The landscape of public and private research funds is complex and nuanced. Here’s how institutions, people and companies are navigating it—and where dentistry benefits.

By Jamie Luke

IN 1948, PRESIDENT Harry Truman led an American military that turned away large numbers of otherwise eligible recruits—on account of their dental health. As a result, he established dental research as a national security priority and signed the National Dental Research Act into law that June. With that, the National Institute of Dental and Craniofacial Research (NIDCR) was born: Created as the dental institute under the umbrella of the NIH, it was from the start imbued with a mission “to improve dental, oral and craniofacial health through research and research training, and by promoting the timely transfer of knowledge gained from research to the public.”

Ever since, innovations such as water fluoridation have come through the NIDCR pipeline, evolving from hypothesis to scientific research to commerce as science has laid the path for private industry to build upon. This confluence of government and private industry satisfies two distinct motivations: profit on one hand, pure knowledge on the other. Yet it’s hardly only one side feeding the other. Private companies, particularly in science and health care, invest huge sums of their own in research, holding innovation as a core value. So exactly how much government funding are we talking about when it comes to dentistry, and how do the results fuel better health (while also potentially delivering economic benefits like entrepreneurial success and job creation)? Here’s how it works, from idea to research to patent, development and use in dentists’ offices… and our own teeth.

FROM THE RESEARCH PHASE…
Every year, the NIDCR appropriates some $500 million to dental R&D, according to the agency’s website.
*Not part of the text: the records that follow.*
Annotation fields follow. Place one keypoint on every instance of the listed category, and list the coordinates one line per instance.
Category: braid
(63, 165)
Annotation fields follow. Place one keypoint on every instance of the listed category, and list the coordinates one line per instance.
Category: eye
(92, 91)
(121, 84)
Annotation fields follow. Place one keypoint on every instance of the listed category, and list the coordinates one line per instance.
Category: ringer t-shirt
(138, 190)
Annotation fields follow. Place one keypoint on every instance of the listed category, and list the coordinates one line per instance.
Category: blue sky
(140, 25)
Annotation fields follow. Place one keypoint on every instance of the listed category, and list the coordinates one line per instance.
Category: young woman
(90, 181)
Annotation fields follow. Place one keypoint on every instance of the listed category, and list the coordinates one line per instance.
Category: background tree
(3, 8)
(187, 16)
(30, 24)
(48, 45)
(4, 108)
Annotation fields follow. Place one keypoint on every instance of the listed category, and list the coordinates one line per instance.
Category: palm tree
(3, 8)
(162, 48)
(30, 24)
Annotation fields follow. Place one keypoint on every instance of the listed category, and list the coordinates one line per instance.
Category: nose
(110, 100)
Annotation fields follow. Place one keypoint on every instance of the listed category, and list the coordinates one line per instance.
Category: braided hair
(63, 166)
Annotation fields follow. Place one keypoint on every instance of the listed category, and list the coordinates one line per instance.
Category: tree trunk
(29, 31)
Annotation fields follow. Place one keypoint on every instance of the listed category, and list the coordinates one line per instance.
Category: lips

Thirty percent stays intramural, within the NIDCR campus in Bethesda, Maryland: across stem cells, salivary gland biology, immunology and inflammation, pain and skeletal/mechanobiology. The other 70 percent is extramural, or goes to universities for research; of that 70 percent, 60 percent (thus 42 percent of total funding) goes to dental schools.

In general, the academic institutions aren’t expecting a payoff on that money, they are expecting to prime the pump of the development-slash-entrepreneurial step.”
—dr. EDWARD ROSSOMANDO

In order to be accredited, every dental school in the U.S. must offer the potential for students and residents to engage in scholarly activity—revealing the existential stakes involved in competing for these research dollars. According to the Commission on Dental Accreditation’s Standards for Advanced Dental Education Programs in Oral and Maxillofacial Pathology: “Advanced dental education students/residents should have the opportunity to assume the role of primary investigator in a clinical or laboratory research activity. They should develop a research protocol, review necessary literature, develop the experimental methodology, organize and interpret the results.”

In other words: The quest for greater understanding of dentistry drives important and exciting advances in dental research and development at the university and dental school level. Another motivation: If an institution isn’t producing research, it loses its accreditation.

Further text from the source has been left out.